Anywhere in the 30 to 40% range is acceptable for an LPT IMO. Those with higher gearing have been hammered. Also look through is important as many of the unlisted JV funds have gearing from 50 to 65%.


----------



## white_goodman (14 May 2008)

you will find stockland and westfield at the lower end of the gearing levels atm


----------



## nioka (14 May 2008)

Tysonboss1 said:


> I would think the acceptable debt to equity ratio for companies would be different for every industry, it would be acceptable for property tohave a higher than normal debt though,..Simply because property is alot more stable, has regular predictable monthly cashflow and often as lower interest rates than other indusrties.

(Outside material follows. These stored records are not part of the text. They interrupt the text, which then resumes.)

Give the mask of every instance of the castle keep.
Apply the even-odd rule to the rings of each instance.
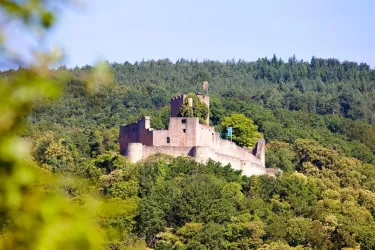
[[[210,105],[209,96],[197,94],[201,102]],[[274,174],[274,169],[265,168],[265,141],[256,143],[254,149],[237,146],[234,142],[221,139],[214,127],[199,123],[197,117],[178,117],[187,95],[171,99],[171,117],[168,130],[153,130],[150,117],[120,126],[120,153],[137,162],[156,153],[173,156],[191,156],[198,162],[209,159],[231,164],[242,174]],[[194,104],[193,104],[194,105]],[[207,117],[207,124],[209,118]]]

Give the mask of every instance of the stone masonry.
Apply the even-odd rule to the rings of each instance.
[[[208,96],[198,94],[208,107]],[[223,165],[230,164],[242,174],[274,175],[274,169],[265,168],[265,141],[256,143],[254,149],[239,147],[235,143],[221,139],[215,128],[199,123],[197,117],[178,117],[186,95],[171,99],[171,117],[168,130],[154,130],[150,127],[150,117],[120,126],[120,153],[137,162],[149,155],[163,153],[172,156],[191,156],[205,163],[209,159]],[[193,104],[194,105],[194,104]],[[207,124],[208,124],[207,118]]]

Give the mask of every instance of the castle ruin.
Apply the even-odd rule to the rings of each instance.
[[[209,96],[197,94],[201,102],[210,106]],[[265,141],[256,143],[254,149],[237,146],[234,142],[220,138],[215,128],[200,124],[198,117],[178,117],[187,95],[171,99],[171,117],[167,130],[150,127],[150,117],[120,126],[120,153],[137,162],[149,155],[163,153],[172,156],[191,156],[206,163],[209,159],[233,169],[242,170],[246,176],[270,174],[277,170],[265,168]],[[209,117],[207,116],[207,124]]]

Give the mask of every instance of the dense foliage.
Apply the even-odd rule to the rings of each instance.
[[[189,98],[192,100],[192,106],[189,105]],[[201,102],[194,93],[187,94],[187,97],[180,108],[179,116],[181,117],[198,117],[199,123],[206,124],[208,116],[208,107]]]
[[[155,249],[373,249],[373,166],[309,140],[291,152],[299,172],[280,178],[187,159],[140,165],[138,232]]]
[[[75,167],[64,140],[56,139],[46,151],[51,161],[37,161],[30,155],[30,141],[20,137],[33,103],[59,97],[61,83],[68,79],[47,68],[59,57],[57,51],[39,49],[45,32],[55,23],[55,11],[64,2],[0,1],[2,66],[22,63],[25,57],[30,60],[29,69],[0,78],[0,249],[100,249],[104,243],[96,218],[105,218],[109,203],[102,206],[99,199],[78,197],[74,187],[85,190],[84,181],[60,178],[41,168],[43,162],[64,170]],[[14,41],[22,40],[22,35],[17,37],[22,31],[28,41],[35,39],[29,48],[20,49],[29,52],[27,56],[13,50]],[[66,187],[72,189],[64,195],[61,191]]]
[[[236,97],[271,109],[375,121],[375,70],[365,63],[315,57],[305,62],[294,56],[284,62],[273,56],[256,62],[164,59],[112,66],[119,85],[135,87],[131,100],[152,93],[153,98],[137,103],[142,108],[165,105],[166,97],[181,92],[201,92],[202,81],[209,75],[211,96]]]
[[[0,6],[26,25],[49,27],[53,13],[30,2]],[[103,67],[110,72],[1,72],[0,248],[375,248],[375,71],[368,65],[274,56]],[[267,166],[282,175],[248,178],[213,161],[163,155],[131,164],[119,155],[120,124],[150,115],[152,127],[166,128],[170,97],[201,91],[203,80],[210,123],[242,131],[250,118],[246,138],[259,129]],[[63,94],[53,101],[59,84]],[[204,106],[195,109],[201,122]]]
[[[114,84],[95,85],[93,92],[87,91],[91,67],[52,70],[69,76],[63,97],[57,102],[34,101],[23,137],[33,142],[32,157],[43,171],[79,178],[58,186],[68,200],[101,197],[95,218],[105,235],[102,244],[111,249],[375,248],[375,127],[368,119],[372,111],[349,115],[340,102],[331,103],[337,107],[335,114],[318,109],[322,102],[315,108],[304,106],[307,96],[324,95],[309,84],[320,81],[340,100],[341,91],[358,87],[363,71],[368,71],[363,82],[370,86],[372,71],[356,66],[344,71],[356,72],[348,73],[350,77],[323,79],[322,73],[301,75],[300,68],[311,64],[291,59],[279,66],[290,71],[290,78],[277,82],[254,76],[263,62],[268,60],[107,65]],[[298,67],[290,68],[294,63]],[[246,65],[248,70],[241,70]],[[9,79],[23,71],[1,75]],[[200,76],[207,72],[213,92],[210,123],[220,130],[229,126],[225,121],[231,119],[225,117],[232,114],[232,120],[236,114],[242,114],[242,121],[250,118],[252,132],[258,133],[258,128],[267,141],[267,166],[281,168],[283,175],[247,178],[230,166],[161,155],[131,164],[118,154],[120,124],[150,115],[154,128],[166,128],[169,98],[180,90],[199,91]],[[238,79],[241,74],[249,77]],[[305,90],[296,88],[297,83]],[[370,88],[367,91],[366,95]],[[291,92],[296,95],[291,97]],[[370,105],[363,91],[355,93],[358,102],[350,104],[352,110]]]
[[[261,138],[258,132],[258,126],[244,114],[232,114],[225,117],[221,122],[221,134],[227,135],[228,139],[233,140],[241,147],[253,148],[255,142]],[[232,128],[232,135],[228,136],[228,128]]]

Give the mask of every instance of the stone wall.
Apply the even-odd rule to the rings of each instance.
[[[142,143],[129,143],[126,156],[131,162],[137,162],[150,155],[162,153],[172,156],[192,156],[197,162],[206,163],[209,159],[220,162],[223,165],[230,164],[235,170],[241,170],[243,175],[263,175],[275,176],[279,169],[266,169],[259,165],[259,162],[241,160],[240,158],[225,153],[216,152],[210,147],[170,147],[170,146],[146,146]]]
[[[171,99],[171,117],[178,117],[178,114],[180,113],[180,108],[184,104],[185,98],[187,95],[179,95],[175,96]],[[204,95],[197,95],[199,100],[203,102],[204,104],[207,105],[208,110],[210,110],[210,97],[209,96],[204,96]],[[193,104],[194,105],[194,104]],[[210,113],[208,112],[207,119],[206,119],[206,124],[210,124]]]
[[[169,146],[143,146],[142,156],[147,158],[152,154],[168,154],[172,156],[188,156],[192,155],[191,147],[169,147]]]
[[[209,159],[212,159],[223,165],[230,164],[233,169],[242,170],[242,174],[247,176],[266,173],[266,168],[260,165],[259,159],[258,161],[242,160],[241,158],[233,156],[230,152],[217,152],[210,147],[195,147],[192,152],[198,162],[206,163]]]
[[[244,160],[256,161],[264,165],[261,163],[260,158],[253,155],[252,149],[239,147],[232,141],[221,139],[220,134],[215,132],[214,127],[198,124],[196,133],[197,143],[193,146],[210,147],[214,149],[215,152],[225,152],[227,155],[232,155]],[[263,142],[264,140],[260,141]],[[262,153],[264,153],[264,146],[259,146],[256,152],[262,155]]]
[[[193,147],[197,145],[197,127],[199,119],[196,117],[171,117],[169,120],[169,146]]]
[[[169,130],[153,130],[153,146],[168,145]]]
[[[196,133],[197,143],[195,146],[213,147],[219,137],[219,134],[215,132],[214,127],[203,124],[198,124]]]
[[[180,108],[184,104],[186,95],[175,96],[171,99],[171,117],[177,117],[180,113]]]
[[[257,141],[252,153],[256,158],[260,159],[263,166],[266,165],[266,141],[264,139]]]
[[[125,155],[130,162],[137,162],[143,159],[143,147],[145,146],[140,142],[131,142],[127,145]]]
[[[208,110],[210,110],[210,97],[207,96],[207,95],[197,95],[197,96],[198,96],[198,98],[201,102],[206,104]],[[207,125],[210,124],[210,112],[208,112],[208,114],[207,114],[206,124]]]
[[[237,146],[234,142],[220,138],[219,133],[214,132],[214,127],[199,124],[198,126],[198,143],[197,146],[210,147],[216,153],[221,153],[229,156],[239,158],[241,160],[251,161],[258,165],[265,166],[265,161],[262,158],[256,157],[252,153],[252,149]],[[264,140],[260,140],[264,141]],[[257,143],[258,145],[258,143]],[[258,147],[257,153],[263,156],[264,159],[265,147]]]
[[[135,123],[120,126],[120,153],[125,154],[131,142],[140,142],[143,145],[153,144],[153,130],[150,128],[150,117],[145,116]]]
[[[251,161],[243,162],[242,174],[246,176],[266,174],[266,168]]]

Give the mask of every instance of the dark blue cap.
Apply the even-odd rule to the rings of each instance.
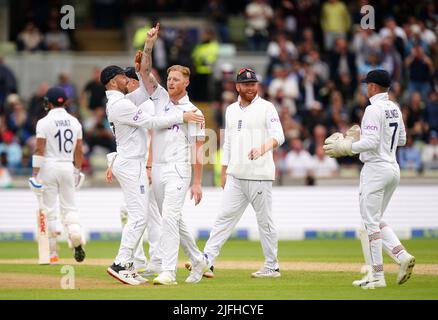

 That is the principle that CNP worked on and it hasn't proved to be right. You need to look at the repayment requirements regarding timing and the locked in interest rates. CNP also had regular cash flow, it hasn't helped a lot.


----------



## gbang007 (14 May 2008)

nah. real estate investment. UQ. due tomorrow! anyway, i found it and have mentioned a rough average of the ratio etc.





white_goodman said:


> property economics, due next monday?


----------



## gbang007 (14 May 2008)

why is this? slowing of the market so they won't gear as much coz its more volatile (market)?


white_goodman said:


> you will find stockland and westfield at the lower end of the gearing levels atm


----------



## gbang007 (14 May 2008)

you guys got any other ratios that might be worth a look at? im looking at the overall risk profile of a company. already done beta, current and p/e ratio


----------



## white_goodman (15 May 2008)

gbang007 said:


> why is this? slowing of the market so they won't gear as much coz its more volatile (market)?




dont know some guy from credit suisse gave us a talk the other week and noted that those two hadnt slid as far as other mainly due to gearing levels and the size of both LPTS.... Westfield have a 30% market share in Aussie LPTs whilst Stockland is around 10%


----------



## white_goodman (15 May 2008)

gbang007 said:


> you guys got any other ratios that might be worth a look at? im looking at the overall risk profile of a company. already done beta, current and p/e ratio




cash flow and projected income perhaps


----------